Last updated Nov 29, 2025
Prediction
Chamath
economy
By mid-2024, the Federal Reserve will have begun cutting interest rates, U.S. inflation will largely be past its peak and no longer a major problem, and the U.S. economy will achieve a soft landing (i.e., avoid a recession while growth slows).
I think what it's kind of saying is inflation is very much in the rear view mirror. Rates are going to get cut by the middle part of the year. The economy looks like it's going to be a soft landing.
Explanation

Chamath’s prediction bundled three related claims for conditions by mid‑2024: (1) Fed rate cuts would have begun, (2) inflation would be largely behind us, and (3) the U.S. would achieve a soft landing (slowing growth without recession).

1. Fed rate‑cut timing (clearly wrong)
The Federal Reserve held the federal funds target range at 5.25–5.50% at its June 12, 2024 meeting, indicating no cuts yet that year. (wolfstreet.com) It again left rates unchanged at 5.25–5.50% at the July 31, 2024 meeting, only hinting that a cut might come as soon as September. (en.people.cn) The first actual cut of this cycle came later, on September 18, 2024, when the FOMC reduced the target range by 50 bps to 4.75–5.00%. (cnbc.com) So by mid‑2024 (around June), the Fed had not begun cutting rates, contradicting his explicit timeline that “rates are going to get cut by the middle part of the year.”
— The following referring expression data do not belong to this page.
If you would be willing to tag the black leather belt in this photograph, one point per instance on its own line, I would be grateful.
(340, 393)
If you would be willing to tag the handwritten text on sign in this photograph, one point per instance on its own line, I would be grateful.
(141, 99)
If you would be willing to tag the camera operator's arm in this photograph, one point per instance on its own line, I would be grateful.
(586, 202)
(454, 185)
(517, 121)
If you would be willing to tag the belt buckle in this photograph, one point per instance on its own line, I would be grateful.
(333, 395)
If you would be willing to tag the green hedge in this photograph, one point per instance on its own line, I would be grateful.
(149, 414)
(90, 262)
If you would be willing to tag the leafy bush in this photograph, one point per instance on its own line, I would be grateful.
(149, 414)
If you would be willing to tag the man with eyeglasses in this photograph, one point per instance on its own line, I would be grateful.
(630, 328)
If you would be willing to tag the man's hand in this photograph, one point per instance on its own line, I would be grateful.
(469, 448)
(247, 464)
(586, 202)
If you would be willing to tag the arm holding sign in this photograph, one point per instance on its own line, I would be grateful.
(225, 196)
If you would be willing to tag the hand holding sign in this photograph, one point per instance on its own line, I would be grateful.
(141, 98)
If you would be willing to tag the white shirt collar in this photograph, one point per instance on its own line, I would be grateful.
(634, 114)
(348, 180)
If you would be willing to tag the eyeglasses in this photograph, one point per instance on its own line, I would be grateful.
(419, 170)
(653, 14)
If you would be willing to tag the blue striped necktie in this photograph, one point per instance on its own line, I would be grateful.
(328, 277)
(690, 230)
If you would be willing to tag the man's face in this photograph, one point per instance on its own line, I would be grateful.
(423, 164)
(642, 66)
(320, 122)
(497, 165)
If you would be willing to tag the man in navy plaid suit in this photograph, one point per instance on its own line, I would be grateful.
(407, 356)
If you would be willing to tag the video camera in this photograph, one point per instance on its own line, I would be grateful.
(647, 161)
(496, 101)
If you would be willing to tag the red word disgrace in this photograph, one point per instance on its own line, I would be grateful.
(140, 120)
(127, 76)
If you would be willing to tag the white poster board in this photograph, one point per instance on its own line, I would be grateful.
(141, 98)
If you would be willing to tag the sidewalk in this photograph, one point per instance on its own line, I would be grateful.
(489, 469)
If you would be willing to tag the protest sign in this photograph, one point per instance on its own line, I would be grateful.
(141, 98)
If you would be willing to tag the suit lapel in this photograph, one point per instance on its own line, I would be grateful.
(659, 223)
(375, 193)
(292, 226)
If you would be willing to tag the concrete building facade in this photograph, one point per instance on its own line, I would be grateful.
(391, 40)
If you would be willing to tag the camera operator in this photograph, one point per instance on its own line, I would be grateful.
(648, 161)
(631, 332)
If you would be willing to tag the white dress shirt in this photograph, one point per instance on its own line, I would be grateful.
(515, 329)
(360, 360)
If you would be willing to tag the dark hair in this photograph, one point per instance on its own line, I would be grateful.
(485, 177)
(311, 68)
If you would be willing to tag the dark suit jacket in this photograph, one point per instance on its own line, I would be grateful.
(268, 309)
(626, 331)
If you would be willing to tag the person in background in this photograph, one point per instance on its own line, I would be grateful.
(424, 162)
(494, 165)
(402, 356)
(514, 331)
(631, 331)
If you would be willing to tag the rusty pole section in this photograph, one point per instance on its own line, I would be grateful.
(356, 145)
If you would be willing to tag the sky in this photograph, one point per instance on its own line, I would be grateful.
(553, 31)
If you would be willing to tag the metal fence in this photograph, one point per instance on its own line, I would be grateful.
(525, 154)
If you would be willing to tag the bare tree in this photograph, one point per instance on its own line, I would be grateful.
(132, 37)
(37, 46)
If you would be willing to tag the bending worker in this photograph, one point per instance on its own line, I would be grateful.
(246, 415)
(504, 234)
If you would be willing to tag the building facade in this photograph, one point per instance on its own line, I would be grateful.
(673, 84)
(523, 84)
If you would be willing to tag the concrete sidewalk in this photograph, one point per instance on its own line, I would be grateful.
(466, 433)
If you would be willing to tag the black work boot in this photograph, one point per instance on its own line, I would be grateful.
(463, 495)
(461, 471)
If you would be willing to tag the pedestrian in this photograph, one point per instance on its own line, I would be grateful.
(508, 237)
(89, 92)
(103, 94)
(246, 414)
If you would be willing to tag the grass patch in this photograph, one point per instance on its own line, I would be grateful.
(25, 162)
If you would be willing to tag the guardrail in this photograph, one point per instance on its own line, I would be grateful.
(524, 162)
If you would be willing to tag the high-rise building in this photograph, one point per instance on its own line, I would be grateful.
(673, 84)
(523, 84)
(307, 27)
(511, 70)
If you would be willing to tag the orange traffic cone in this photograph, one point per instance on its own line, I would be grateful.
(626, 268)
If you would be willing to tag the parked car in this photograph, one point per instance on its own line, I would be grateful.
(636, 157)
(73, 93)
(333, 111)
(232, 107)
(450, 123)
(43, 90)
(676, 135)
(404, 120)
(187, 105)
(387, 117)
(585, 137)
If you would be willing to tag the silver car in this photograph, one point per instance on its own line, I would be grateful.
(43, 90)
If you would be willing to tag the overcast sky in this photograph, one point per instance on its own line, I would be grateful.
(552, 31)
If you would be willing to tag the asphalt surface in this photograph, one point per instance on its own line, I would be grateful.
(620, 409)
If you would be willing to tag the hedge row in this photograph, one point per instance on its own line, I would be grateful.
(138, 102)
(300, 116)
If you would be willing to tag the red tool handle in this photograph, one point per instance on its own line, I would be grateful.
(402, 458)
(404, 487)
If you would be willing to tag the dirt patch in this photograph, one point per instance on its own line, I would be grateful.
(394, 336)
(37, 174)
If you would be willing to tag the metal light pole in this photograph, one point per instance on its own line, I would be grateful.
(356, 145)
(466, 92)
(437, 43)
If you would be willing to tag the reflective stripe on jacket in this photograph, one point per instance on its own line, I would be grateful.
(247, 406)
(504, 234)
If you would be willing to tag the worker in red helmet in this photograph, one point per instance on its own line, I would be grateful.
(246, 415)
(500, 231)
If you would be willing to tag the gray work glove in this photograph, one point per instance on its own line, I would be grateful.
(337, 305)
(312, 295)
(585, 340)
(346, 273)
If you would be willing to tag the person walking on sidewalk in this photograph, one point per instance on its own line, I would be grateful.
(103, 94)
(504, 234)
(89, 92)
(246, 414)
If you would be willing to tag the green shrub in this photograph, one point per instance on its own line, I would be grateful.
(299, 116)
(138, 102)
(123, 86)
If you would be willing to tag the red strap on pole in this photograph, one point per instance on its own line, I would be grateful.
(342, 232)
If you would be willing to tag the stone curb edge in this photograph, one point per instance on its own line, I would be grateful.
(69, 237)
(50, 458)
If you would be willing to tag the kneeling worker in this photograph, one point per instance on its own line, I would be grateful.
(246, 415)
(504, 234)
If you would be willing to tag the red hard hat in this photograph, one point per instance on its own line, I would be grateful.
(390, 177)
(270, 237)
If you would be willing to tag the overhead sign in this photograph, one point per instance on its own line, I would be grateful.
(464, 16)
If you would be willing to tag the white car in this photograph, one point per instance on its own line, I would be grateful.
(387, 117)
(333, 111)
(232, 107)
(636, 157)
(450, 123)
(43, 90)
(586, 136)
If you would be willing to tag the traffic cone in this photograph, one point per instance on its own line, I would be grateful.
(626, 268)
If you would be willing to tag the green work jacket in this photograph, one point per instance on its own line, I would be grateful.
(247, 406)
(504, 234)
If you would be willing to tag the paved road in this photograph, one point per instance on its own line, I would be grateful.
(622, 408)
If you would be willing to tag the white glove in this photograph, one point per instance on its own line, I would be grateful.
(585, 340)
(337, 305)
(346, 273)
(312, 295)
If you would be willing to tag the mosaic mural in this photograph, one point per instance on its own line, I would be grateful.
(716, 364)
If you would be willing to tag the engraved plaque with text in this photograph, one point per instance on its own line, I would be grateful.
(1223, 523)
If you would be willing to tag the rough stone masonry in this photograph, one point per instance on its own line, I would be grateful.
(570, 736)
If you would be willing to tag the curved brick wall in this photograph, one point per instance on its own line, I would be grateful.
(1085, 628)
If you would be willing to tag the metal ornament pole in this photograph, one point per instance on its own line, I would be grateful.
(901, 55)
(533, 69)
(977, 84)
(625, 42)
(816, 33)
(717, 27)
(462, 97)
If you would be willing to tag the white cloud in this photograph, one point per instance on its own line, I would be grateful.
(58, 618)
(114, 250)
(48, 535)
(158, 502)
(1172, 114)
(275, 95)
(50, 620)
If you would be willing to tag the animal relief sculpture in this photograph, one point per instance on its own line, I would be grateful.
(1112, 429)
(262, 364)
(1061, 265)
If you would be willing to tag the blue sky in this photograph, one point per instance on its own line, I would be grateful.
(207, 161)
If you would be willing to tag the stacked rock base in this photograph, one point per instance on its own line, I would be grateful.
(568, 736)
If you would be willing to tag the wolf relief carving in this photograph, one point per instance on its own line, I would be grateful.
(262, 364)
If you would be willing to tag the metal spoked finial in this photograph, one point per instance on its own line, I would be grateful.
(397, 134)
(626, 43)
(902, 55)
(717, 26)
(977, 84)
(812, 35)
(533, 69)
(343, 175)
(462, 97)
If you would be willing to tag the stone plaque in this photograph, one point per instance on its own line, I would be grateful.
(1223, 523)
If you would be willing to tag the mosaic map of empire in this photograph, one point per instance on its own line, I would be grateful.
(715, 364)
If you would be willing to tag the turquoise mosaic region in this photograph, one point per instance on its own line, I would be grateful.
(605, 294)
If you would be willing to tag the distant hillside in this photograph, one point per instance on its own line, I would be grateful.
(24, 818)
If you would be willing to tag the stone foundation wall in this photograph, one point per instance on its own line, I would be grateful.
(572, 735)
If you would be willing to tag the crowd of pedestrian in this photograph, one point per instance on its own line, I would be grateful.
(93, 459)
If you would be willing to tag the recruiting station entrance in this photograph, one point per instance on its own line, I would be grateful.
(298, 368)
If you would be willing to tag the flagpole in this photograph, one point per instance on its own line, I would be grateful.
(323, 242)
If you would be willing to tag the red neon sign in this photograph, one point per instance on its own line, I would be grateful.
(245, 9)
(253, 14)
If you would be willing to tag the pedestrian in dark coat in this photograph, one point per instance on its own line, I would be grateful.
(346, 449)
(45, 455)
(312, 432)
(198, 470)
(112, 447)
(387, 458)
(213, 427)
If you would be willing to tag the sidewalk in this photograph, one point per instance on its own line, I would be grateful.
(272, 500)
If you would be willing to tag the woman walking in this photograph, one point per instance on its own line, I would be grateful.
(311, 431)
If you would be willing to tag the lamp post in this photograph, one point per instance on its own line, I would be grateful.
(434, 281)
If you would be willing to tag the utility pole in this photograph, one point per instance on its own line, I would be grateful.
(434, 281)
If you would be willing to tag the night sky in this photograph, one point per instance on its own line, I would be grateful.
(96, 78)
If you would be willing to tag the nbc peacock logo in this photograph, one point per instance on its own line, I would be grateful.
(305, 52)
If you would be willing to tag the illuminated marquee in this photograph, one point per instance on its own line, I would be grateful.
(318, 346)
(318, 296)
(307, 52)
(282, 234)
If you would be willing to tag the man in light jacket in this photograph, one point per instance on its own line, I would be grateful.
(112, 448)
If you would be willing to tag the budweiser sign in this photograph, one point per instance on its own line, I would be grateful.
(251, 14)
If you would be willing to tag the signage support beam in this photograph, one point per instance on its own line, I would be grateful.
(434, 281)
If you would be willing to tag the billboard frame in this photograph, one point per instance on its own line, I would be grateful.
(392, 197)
2. Inflation mostly in the “rear‑view mirror” (broadly right)
By mid‑2024, inflation had fallen sharply from its 2022 peak (~9% CPI) and was running in the mid‑2% to low‑3% range year‑over‑year:

  • June 2024 PCE inflation (the Fed’s preferred gauge) was 2.5% YoY, with core PCE at 2.6%. (equiti.com)
  • July 2024 CPI fell below 3% for the first time since early 2021: headline CPI 2.9% YoY and core CPI 3.2%. (ft.com)
    While inflation was still modestly above the Fed’s 2% target, it was far below its peak and broadly seen as having cooled substantially. In that sense, describing inflation as largely in the “rear‑view mirror” is a reasonable qualitative characterization.

3. Soft landing / no recession (so far, essentially right)
The NBER’s Business Cycle Dating Committee continues to list February 2020 as the most recent peak and April 2020 as the most recent trough, with no new recession dated after the pandemic downturn. (nber.org) Forecasts and official commentary for 2024–2025 describe positive but slowing growth rather than a contraction: the OECD, for example, estimates U.S. real GDP growth at 2.8% in 2024 and a slower but still positive 1.8% in 2025. (investopedia.com) As of late 2025, U.S. officials explicitly state that the overall economy has avoided recession, despite sector‑specific weakness. (reuters.com) This is broadly consistent with a “soft landing” rather than a hard recession.

Overall judgment
Although Chamath was directionally right that inflation would cool and that the U.S. could avoid a recession, his prediction hinged on a concrete timing call that the Fed would start cutting rates by mid‑2024. In reality, the first cut didn’t occur until September 18, 2024, well after that window. (cnbc.com) Because this key, time‑specific component was clearly wrong, the combined prediction is best classified as wrong, even though some qualitative aspects (cooling inflation and a soft landing) turned out broadly accurate.